FOR IMMEDIATE RELEASE
News from Flint Rising
May 19, 2016
Contact: Sam Inglot, 616-916-0574, email@example.com
Over 5,400 Michiganders Demand Swift Legislative Action For Flint
Residents from Flint and from across the state visited representatives and held a rally for quick resolution to water crisis
LANSING – Many Michiganders are voicing their frustration with the lack of progress coming from the Michigan Legislature in fixing the water crisis in Flint. Flint residents and faith leaders joined their counterparts from across the state to deliver that message to representatives on Thursday in Lansing. Participants visited the offices of representatives then held a rally and prayer vigil to demand legislative action on substantial funds to help in Flint. This comes as representatives are debating reducing the funds being considered for the city.
“We’ve been fighting for clean, safe water for well over two years now,” said Nayyirah Shariff of the Flint Democracy Defense League and Flint Rising. “Very little progress has happened while people in Flint are experiencing negative physical, mental, emotional, and financial effects due to the poisoned water. Our elected officials in Lansing need to step up and fix this crisis.”
Residents from across the state agreed with the need for representatives in Lansing to fix the problem quickly. The demand was evident in the more than 5,400 letters collected by Clean Water Action in an act of solidarity with Flint Rising and residents in the city.
“These 5,400 letters we’ve collected from across the state speak loud and clear,” said Nic Clark, Michigan state director for Clean Water Action. “It’s time for the Michigan Legislature to put drinking water first and fully fund solutions to the water crisis in Flint.”
Flint residents are still experiencing negative effects from the water quality in the city.
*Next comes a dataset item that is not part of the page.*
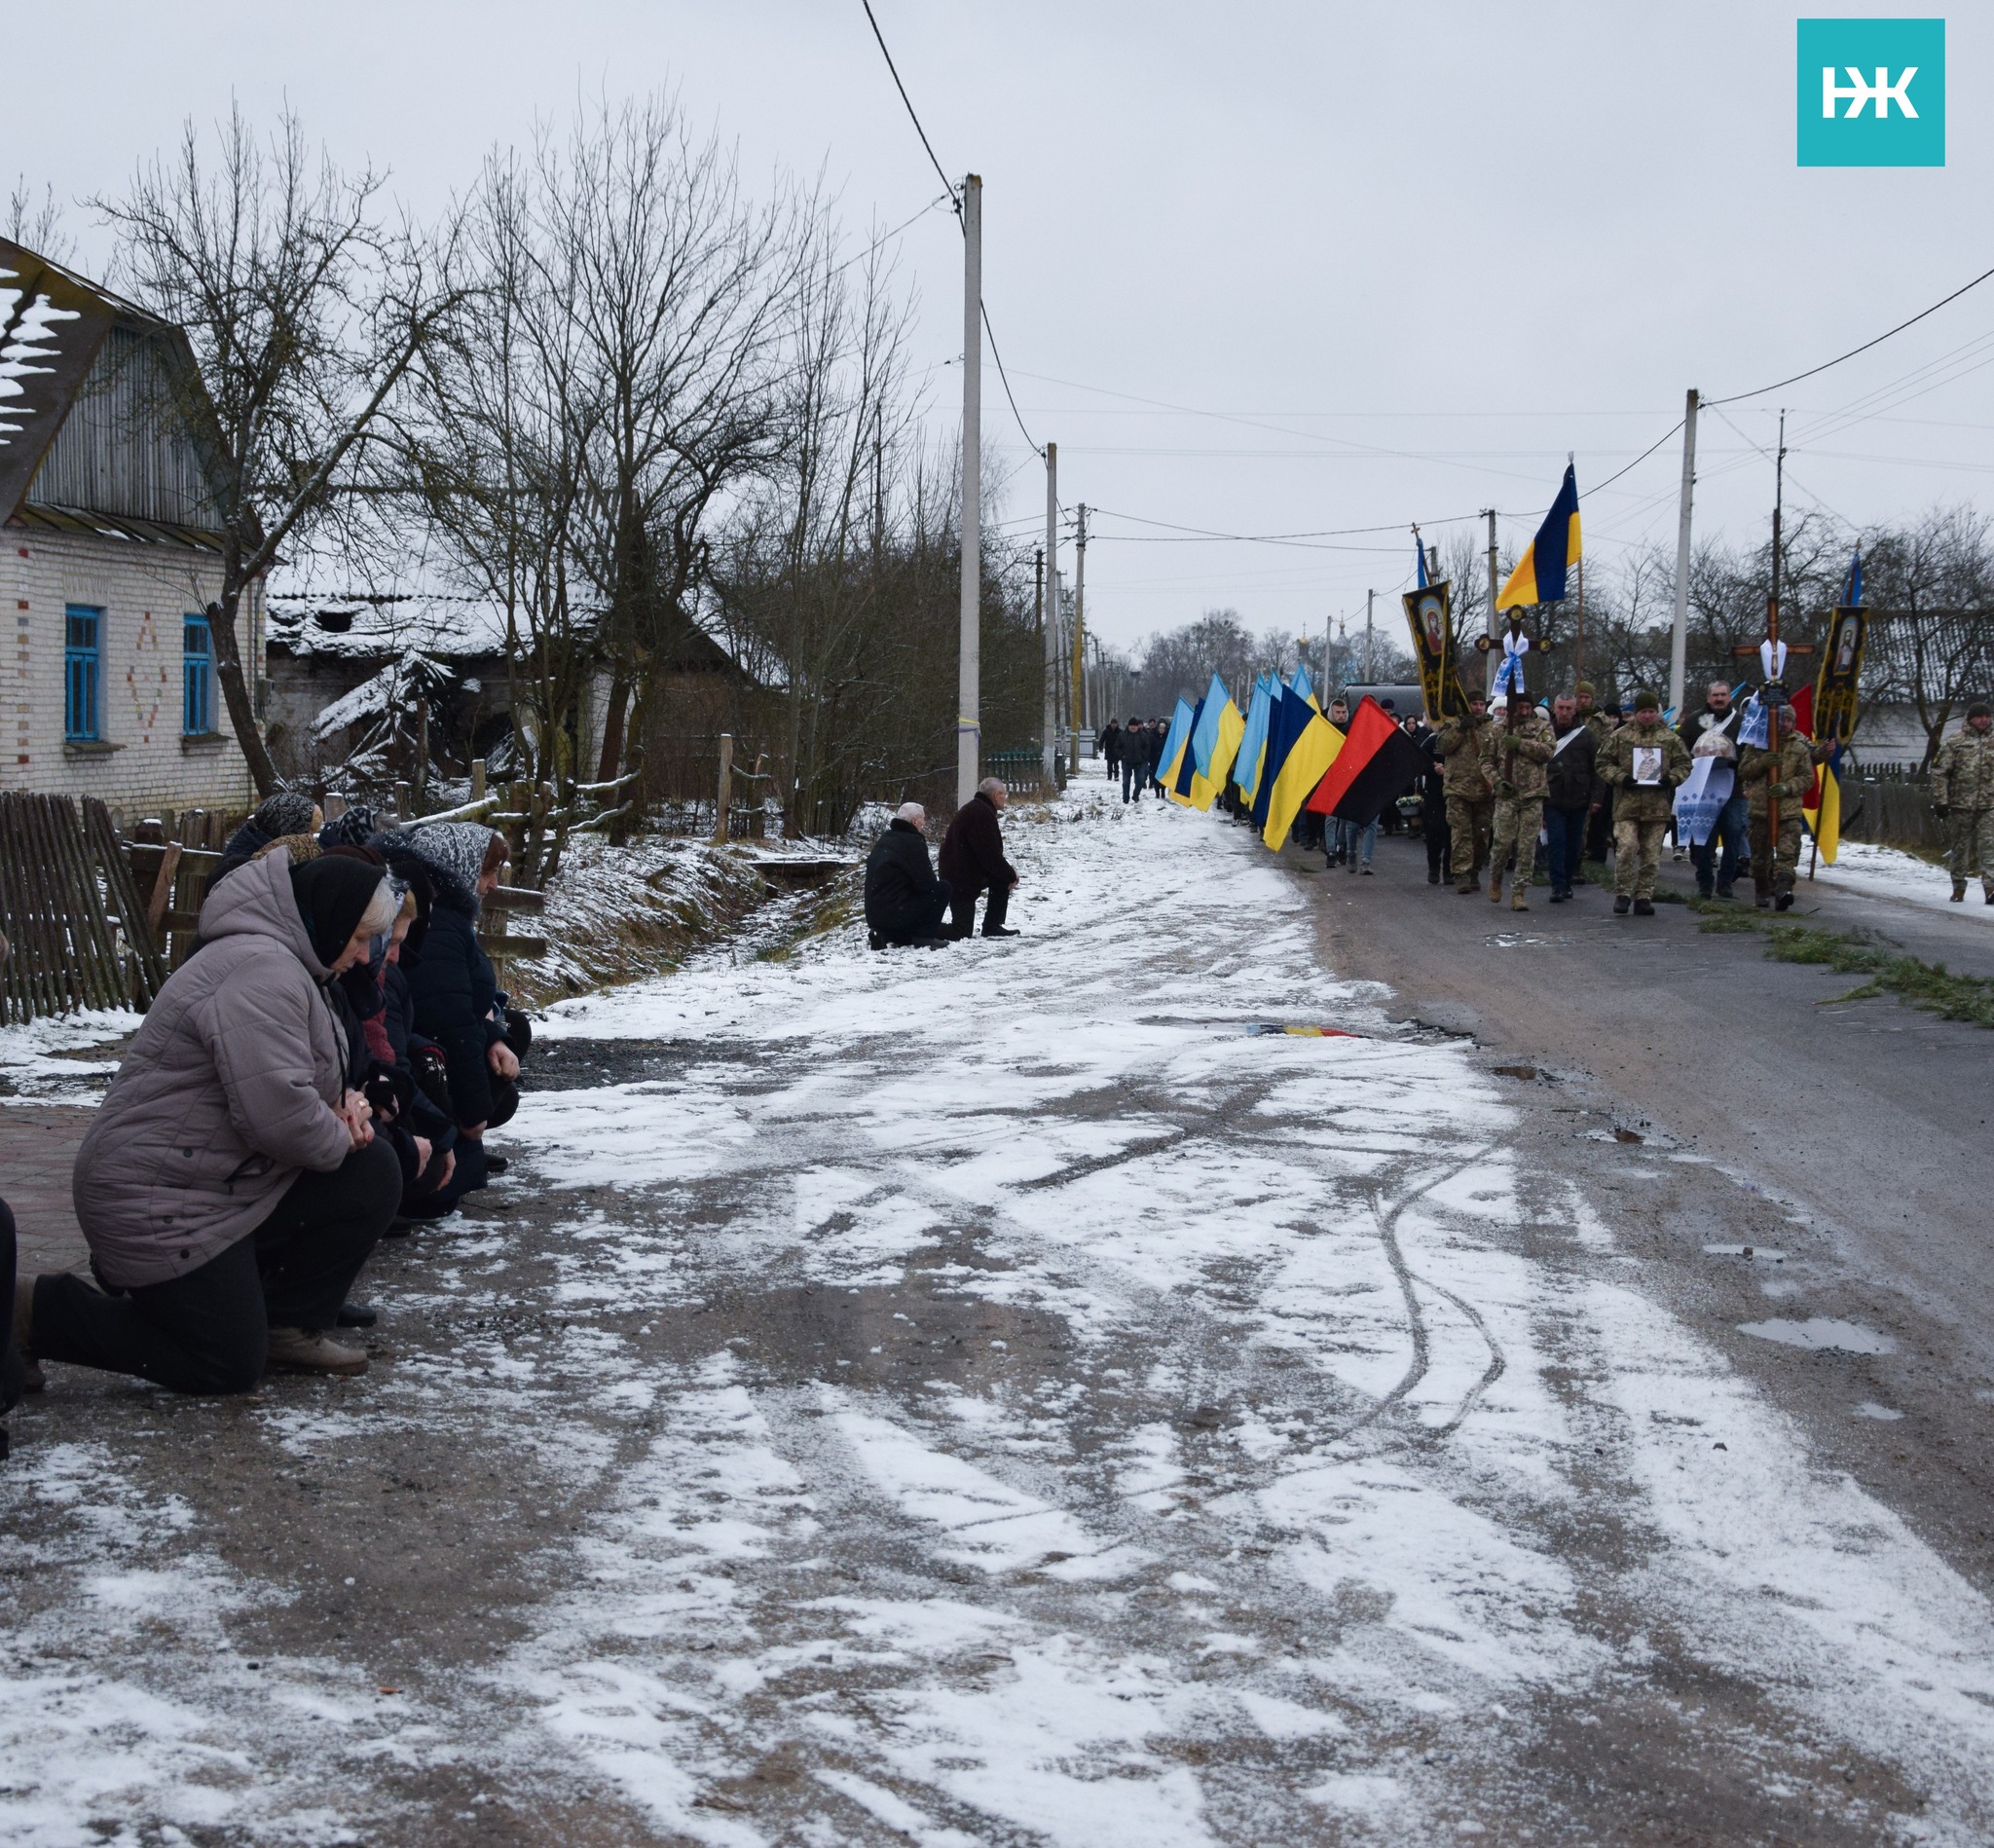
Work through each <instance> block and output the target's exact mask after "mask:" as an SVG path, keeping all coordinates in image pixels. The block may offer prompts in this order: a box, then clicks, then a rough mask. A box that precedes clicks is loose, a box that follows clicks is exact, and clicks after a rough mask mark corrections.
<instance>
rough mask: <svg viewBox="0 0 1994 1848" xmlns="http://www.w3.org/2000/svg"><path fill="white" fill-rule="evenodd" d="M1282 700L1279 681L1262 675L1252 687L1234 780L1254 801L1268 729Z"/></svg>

Many are unable to drink, cook, bathe, or even wash their hands in the water and most are wary and do not trust the water supply, even with efforts by officials to coat the old pipes with a protective film.
“A quick fix is not enough,” Shariff continued. “We are here today to tell our representatives that it is past time to do their jobs and get substantial resources to Flint now to replace all lead service lines in the city using Flint workers, reimburse residents 100 percent for their water bills dating back to 2014 and until the water is deemed safe, and provide health and education services for all children, adults, and seniors in the community.”
Organizers of the day of action refer to the Flint Investigative Task Force citing of state-level decisions as the primary cause of the water crisis. They say it is the responsibility of the elected officials in Lansing to provide a complete resolution quickly.